For more than a decade, Thai politics has been dominated by a power struggle between Thailand's traditional elite, which includes the army and affluent Bangkok-based upper classes, and the Shinawatra family, including Yingluck's brother Thak-sin Shinawatra, a former prime minister who was also ousted in a coup.
Yingluck had faced up to 10 years in prison for negligence over the costly scheme that helped get her elected in 2011. She had pleaded innocent and accused the military government of political persecution.
Nine judges voted unanimously to find Yingluck guilty in a verdict reading that took four hours yesterday.

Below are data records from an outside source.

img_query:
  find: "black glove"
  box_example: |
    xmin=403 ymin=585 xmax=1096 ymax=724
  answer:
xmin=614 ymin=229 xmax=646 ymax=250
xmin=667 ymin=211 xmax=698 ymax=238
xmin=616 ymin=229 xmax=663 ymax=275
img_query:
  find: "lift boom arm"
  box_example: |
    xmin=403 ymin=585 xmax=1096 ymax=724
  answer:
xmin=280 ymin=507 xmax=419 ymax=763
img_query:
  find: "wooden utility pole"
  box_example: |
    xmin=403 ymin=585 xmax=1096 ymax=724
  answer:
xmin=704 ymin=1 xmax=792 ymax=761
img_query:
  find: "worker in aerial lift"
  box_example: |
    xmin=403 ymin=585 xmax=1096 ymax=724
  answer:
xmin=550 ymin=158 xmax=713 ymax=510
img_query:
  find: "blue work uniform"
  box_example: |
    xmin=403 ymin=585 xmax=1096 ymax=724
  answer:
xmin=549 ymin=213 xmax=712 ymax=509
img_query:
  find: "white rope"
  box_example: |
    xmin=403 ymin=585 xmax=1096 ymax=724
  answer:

A warrant was issued for her arrest.
The court said Yingluck knew members of her administration had falsified government-to-government rice deals but did nothing to stop it. "The accused knew that the government-to-government rice contract was unlawful but did not prevent it," the Supreme Court said. "Which is a manner of seeking unlawful gains. Therefore, the action of the accused is considered negligence of duty."
Last month, a former commerce minister in her government was jailed for 42 years for falsifying government-to-government rice deals in connection with the rice subsidy scheme.
Yingluck's lawyer Norrawit Larlaeng told reporters that an appeal was being discussed.
The Shinawatras had commanded huge support by courting rural voters, helping them to win every general election since 2001, but their foes accused them of corruption and nepotism.
Under the subsidy scheme, Yingluck's government bought rice from farmers at above-market prices, leading to stockpiles and distorted global prices. The losses amounted to US$8 billion (S$10.8 billion), the military government has said.
Yingluck was banned from politics for five years in 2015, but remained the unofficial face of her party and the populist movement that supports it.
Dozens of supporters gathered outside the court to hear the verdict yesterday. That was far fewer than on Aug 25, when the court was originally scheduled to deliver its verdict, only to find out that Yingluck had fled the country.
Though her whereabouts have not been disclosed by either her aides or the junta, it was reported last month she had fled to Dubai, where Thaksin has a home and lives in self-imposed exile to avoid a 2008 jail sentence for corruption.
Neither Yingluck nor Thaksin commented publicly immediately after the verdict. Nothing has been heard from Yingluck since she fled the country, and one of her lawyers, Mr Sommai Koosap, said outside the court yesterday that she has not been in contact.
Photos posted on Instagram this week by one of Thaksin's daughters show Thaksin in London. None of the photos features Yingluck.
The leader of the junta, Prime Minister Prayut Chan-o-cha, said on Tuesday that he knows where Yingluck is but would not reveal it until after the verdict is read.
The Thai authorities investigating how Yingluck escaped said last week that they have questioned three police officers who admitted to helping her.